Trouble with Comparison test for Series

[Edder]

Hey everyone, I am having a bit of difficulty with a series question involving the comparison test.

\(\displaystyle \displaystyle \sum_{n=1}^{\infty} \frac{n}{(n+5)2^{n}}\)

The denominator should actually read (n+5) x 2^n. How would I go about comparing this. Would I use \(\displaystyle \frac{1}{n^2}\) or something else?
I appreciate any help, thanks.

 

[pka]

Hey everyone, I am having a bit of difficulty with a series question involving the comparison test.
\(\displaystyle \sum_{n=1}^{\infty} \frac{n}{(n+5)2^n}\)
How would I go about comparing this. Would I use \(\displaystyle \frac{1}{n^2}\) or something else?

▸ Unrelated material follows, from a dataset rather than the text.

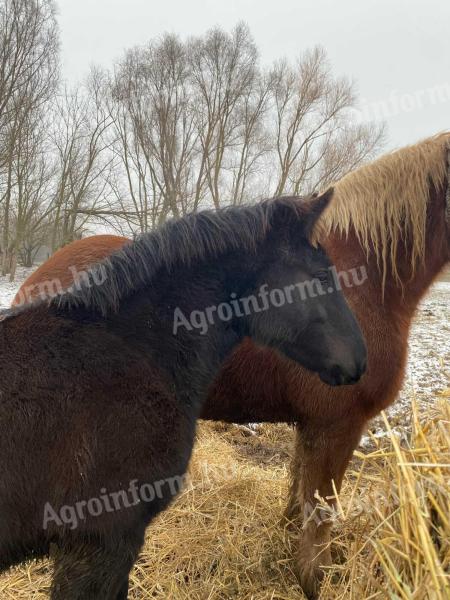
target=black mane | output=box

I would use \(\displaystyle \dfrac{1}{2^n}\).

 

[soroban]

Hello, Edder!

I agree with pka.


\(\displaystyle \displaystyle\text{Since }\frac{n}{n+5} \:<\:1,\,\text{ then }\,\frac{n}{n+5}\!\cdot\!\frac{1}{2^n} \:<\:\frac{1}{2^n}\)

\(\displaystyle \displaystyle\text{Hence: }\:\sum^{\infty}_{n=1}\frac{n}{(n+5)2^n} \;<\;\sum^{\infty}_{n=1}\frac{1}{2^n}\)

 

[Edder]

Yeah that makes sense, thanks for the feedback.

 

[galactus]

This looks like a fun series to evaluate.

\(\displaystyle \displaystyle \sum_{n=1}^{\infty}\frac{nx^{n}}{n+5}\)

You could start with \(\displaystyle \displaystyle\sum_{n=1}^{\infty}x^{n}=\frac{x}{1-x}\), do some

differentiating, integrating, etc. hammer it into the required form, then let x=1/2.

Knowing that its sum will be less than \(\displaystyle \displaystyle\sum_{n=1}^{\infty}\frac{1}{2^{n}}=1\).